Results indicate that death rate ratios (with 95% CIs and numbers dead/randomized, each drug vs its control) were:

  • Remdesivir RR=0.95 (0.81-1.11, p=0.50; 301/2743 active vs 303/2708 control),
  • Hydroxychloroquine RR=1.19 (0.89-1.59, p=0.23; 104/947 vs 84/906),
  • Lopinavir RR=1.00 (0.79-1.25, p=0.97; 148/1399 vs 146/1372) and
  • Interferon RR=1.16 (0.96-1.39, p=0.11; 243/2050 vs 216/2050).

“No study drug definitely reduced mortality (in unventilated patients or any other subgroup of entry characteristics), initiation of ventilation or hospitalization duration,” researchers point out.

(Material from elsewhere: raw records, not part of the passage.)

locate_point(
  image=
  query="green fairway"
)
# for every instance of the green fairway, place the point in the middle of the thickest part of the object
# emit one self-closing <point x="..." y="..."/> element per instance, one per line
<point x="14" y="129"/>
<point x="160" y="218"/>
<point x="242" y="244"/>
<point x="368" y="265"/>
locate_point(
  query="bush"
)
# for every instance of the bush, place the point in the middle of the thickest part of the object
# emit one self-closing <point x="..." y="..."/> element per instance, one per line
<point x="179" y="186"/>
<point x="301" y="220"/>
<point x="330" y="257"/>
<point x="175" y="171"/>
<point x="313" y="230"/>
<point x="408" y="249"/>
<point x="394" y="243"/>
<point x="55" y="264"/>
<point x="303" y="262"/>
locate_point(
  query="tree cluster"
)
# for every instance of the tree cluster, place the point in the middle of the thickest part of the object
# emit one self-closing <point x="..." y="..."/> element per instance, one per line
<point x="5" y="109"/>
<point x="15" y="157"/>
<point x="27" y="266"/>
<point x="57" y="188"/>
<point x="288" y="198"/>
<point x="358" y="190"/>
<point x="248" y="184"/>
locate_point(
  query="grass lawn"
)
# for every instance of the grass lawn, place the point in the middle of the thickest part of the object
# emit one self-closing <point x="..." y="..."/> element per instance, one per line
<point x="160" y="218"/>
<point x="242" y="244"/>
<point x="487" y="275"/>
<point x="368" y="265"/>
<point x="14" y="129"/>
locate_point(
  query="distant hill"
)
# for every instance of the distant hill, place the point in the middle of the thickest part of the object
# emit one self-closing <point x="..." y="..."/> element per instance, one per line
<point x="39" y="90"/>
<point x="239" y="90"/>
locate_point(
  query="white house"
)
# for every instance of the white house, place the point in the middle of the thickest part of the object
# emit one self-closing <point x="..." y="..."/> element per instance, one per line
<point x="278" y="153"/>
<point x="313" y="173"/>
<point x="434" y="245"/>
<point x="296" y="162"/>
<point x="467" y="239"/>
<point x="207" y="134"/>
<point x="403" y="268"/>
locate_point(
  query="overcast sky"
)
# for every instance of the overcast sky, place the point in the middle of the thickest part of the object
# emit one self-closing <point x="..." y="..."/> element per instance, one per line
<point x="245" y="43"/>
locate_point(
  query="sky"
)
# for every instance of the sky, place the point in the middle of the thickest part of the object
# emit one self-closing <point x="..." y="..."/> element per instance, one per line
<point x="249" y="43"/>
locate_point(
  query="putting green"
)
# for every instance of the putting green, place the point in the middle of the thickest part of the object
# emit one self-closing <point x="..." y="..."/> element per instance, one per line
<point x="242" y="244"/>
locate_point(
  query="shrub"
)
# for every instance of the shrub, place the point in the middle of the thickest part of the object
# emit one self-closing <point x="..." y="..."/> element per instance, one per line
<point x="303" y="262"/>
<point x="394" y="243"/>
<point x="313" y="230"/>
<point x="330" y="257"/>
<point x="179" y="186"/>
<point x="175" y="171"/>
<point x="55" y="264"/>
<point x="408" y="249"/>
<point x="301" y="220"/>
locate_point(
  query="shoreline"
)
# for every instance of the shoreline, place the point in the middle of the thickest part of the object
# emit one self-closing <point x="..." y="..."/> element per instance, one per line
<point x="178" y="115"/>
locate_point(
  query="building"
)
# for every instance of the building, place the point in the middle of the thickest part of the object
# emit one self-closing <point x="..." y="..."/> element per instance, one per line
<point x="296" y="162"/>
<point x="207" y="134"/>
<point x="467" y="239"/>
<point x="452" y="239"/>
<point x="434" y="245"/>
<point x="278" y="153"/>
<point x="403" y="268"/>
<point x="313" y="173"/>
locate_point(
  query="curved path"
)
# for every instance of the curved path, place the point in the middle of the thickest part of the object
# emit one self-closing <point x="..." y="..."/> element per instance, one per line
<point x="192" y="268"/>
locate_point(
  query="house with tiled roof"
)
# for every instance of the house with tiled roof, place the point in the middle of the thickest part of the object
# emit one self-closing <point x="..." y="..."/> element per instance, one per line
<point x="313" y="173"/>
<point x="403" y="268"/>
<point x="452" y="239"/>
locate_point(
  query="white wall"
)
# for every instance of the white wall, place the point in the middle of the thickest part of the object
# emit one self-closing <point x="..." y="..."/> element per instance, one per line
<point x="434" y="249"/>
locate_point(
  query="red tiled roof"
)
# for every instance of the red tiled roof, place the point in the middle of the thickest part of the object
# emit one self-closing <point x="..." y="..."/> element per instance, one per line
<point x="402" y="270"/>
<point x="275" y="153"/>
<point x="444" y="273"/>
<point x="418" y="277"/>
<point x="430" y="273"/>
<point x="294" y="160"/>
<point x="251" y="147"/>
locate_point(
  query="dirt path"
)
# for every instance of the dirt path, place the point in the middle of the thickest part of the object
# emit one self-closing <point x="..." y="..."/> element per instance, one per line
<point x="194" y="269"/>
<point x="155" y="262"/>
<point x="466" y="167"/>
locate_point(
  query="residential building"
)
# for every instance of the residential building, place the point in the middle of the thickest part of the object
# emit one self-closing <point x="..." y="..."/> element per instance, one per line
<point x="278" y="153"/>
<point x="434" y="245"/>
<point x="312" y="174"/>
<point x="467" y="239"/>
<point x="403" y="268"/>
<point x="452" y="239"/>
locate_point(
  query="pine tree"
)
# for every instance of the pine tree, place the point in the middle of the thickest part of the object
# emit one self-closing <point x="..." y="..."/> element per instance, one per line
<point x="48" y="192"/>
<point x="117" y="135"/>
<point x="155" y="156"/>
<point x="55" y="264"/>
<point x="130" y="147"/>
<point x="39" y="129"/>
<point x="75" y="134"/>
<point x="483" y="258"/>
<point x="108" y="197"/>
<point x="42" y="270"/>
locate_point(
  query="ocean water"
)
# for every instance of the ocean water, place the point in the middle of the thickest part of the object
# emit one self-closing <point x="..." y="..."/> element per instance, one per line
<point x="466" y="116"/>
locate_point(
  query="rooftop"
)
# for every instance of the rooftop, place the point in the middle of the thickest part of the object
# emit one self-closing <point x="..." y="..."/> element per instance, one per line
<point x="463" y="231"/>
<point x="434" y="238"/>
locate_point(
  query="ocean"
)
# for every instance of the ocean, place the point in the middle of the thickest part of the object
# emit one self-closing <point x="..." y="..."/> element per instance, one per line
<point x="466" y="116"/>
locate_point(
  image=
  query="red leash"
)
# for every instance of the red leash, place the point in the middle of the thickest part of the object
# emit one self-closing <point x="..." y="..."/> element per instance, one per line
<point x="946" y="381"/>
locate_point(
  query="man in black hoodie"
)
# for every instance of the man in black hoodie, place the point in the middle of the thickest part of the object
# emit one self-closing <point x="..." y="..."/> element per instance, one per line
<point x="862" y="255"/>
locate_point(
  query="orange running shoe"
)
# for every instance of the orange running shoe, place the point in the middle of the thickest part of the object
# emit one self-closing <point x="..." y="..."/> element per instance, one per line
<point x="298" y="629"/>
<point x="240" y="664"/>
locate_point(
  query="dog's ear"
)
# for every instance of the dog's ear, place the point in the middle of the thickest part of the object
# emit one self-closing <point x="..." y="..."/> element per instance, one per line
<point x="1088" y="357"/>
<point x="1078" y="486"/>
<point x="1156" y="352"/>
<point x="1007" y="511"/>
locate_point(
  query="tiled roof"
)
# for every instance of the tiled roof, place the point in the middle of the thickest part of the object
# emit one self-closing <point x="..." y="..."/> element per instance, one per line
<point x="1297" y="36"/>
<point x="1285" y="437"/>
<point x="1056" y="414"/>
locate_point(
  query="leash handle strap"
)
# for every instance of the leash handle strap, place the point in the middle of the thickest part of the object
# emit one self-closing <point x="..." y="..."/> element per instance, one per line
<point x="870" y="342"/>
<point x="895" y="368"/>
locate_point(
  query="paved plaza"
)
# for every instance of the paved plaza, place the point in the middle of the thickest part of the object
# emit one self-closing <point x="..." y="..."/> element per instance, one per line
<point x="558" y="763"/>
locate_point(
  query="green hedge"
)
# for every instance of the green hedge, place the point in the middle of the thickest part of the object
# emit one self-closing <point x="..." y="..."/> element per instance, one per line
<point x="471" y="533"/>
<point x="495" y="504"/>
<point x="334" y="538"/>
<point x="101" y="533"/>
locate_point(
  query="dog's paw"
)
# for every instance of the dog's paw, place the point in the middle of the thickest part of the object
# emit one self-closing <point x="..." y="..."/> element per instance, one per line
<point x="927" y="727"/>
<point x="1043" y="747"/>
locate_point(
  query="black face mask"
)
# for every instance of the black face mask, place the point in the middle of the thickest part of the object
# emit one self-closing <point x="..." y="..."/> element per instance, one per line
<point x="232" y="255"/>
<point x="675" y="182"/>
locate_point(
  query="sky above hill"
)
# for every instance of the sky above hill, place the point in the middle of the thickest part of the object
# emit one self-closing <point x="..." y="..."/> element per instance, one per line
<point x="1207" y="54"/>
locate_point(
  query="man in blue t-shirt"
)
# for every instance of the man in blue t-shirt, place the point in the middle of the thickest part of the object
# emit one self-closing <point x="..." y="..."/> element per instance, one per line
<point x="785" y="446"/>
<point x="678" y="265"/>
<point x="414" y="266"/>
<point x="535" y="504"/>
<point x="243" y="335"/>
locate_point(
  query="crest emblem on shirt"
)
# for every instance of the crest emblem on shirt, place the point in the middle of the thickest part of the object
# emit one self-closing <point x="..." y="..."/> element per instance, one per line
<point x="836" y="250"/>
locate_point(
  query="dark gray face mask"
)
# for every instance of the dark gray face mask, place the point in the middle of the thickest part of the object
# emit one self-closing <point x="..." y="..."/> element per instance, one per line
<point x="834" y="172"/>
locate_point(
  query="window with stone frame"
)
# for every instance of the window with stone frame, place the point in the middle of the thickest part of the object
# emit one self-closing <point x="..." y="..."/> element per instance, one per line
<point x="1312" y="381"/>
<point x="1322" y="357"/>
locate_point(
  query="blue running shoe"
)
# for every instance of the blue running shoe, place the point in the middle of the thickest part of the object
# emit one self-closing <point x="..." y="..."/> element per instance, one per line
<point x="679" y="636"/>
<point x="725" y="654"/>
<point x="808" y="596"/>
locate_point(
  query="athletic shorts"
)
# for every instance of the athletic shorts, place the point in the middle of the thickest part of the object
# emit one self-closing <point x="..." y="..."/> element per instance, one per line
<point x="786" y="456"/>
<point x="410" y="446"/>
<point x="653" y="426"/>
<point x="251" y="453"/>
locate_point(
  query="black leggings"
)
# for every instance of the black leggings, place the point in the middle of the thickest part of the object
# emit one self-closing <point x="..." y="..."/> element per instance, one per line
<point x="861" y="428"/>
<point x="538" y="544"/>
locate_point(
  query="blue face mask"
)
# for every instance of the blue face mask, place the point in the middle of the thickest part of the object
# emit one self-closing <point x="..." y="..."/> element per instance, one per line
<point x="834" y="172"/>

The authors conclude, “these Remdesivir, Hydroxychloroquine, Lopinavir and Interferon regimens appeared to have little or no effect on hospitalized COVID-19, as indicated by overall mortality, initiation of ventilation and duration of hospital stay. The mortality findings contain most of the randomized evidence on Remdesivir and Interferon and are consistent with meta-analyses of mortality in all major trials.”

The findings were especially surprising for Remdesivir which had shown clinically meaningful benefit in patients with severe COVID-19, although its efficacy was less clear in those hospitalized with more moderate COVID-19-related pneumonia. A report in JAMA described the results of a randomized, open-label, phase 3 trial of that included 584 patients with moderate COVID-19.

In late August, the U.S. Food and Drug Administration broadened the scope of the existing emergency use authorization remdesivir to include treatment of all hospitalized adult and pediatric patients with suspected or laboratory-confirmed COVID-19, irrespective of their severity of disease.